Of course, analyst disagreements are common in commodity markets, but the extent of the divergence is particularly acute in battery metals like lithium, where both supply and demand are growing at a blistering pace.

While a market like copper typically grows 2-4% per year, lithium analysts predict more than 20% growth in supply and demand between 2021 and 2025.

This means that minor differences in analysts’ assumptions – for example on battery chemistry or the timing of new mining expansions – can have a major impact on their supply and demand estimates. This is a problem that also occurs in other battery metals like cobalt and nickel.

George Heppel, who developed models for battery metal demand at commodities consultancy CRU Group before joining BASF SE earlier this year, said in a LinkedIn post last month that a mistake minor in the calculation of nickel demand meant that forecasts underestimated usage by around 30%. And others in the industry were doing the same.

“Several months after correcting my model, I was having lunch with a nickel analyst at an investment bank who angrily complained about how well the nickel demand numbers generated by the bank’s battery division were doing. too low. It was with great satisfaction that I was able to reveal the likely problem,” Heppel wrote.

In lithium, expert consultants say Wall Street travelers are far more likely to overlook industry nuances when conducting their research.
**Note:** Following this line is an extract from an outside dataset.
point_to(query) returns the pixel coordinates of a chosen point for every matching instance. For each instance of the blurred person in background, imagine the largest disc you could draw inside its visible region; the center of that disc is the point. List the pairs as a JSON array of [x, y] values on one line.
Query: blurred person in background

Joe Lowry, the founder of specialist consultancy Global Lithium, has frequently taken to Twitter to decry perceived research shortcomings by banks.

Matt Fernley, London-based managing director at Battery Materials Review, an industry researcher, said sell-side reports “massively overestimate” the ease of adding new supplies and don’t take into account the complexity of the upgrade. in the production of new active ingredients. and qualification requirements.

“The lithium industry needs to raise hundreds of billions of dollars in capital for expansion over the next 10 to 15 years,” he said. “A lot of that has to come from equity and that’s going to be tough if stock prices are depressed because of such reports.”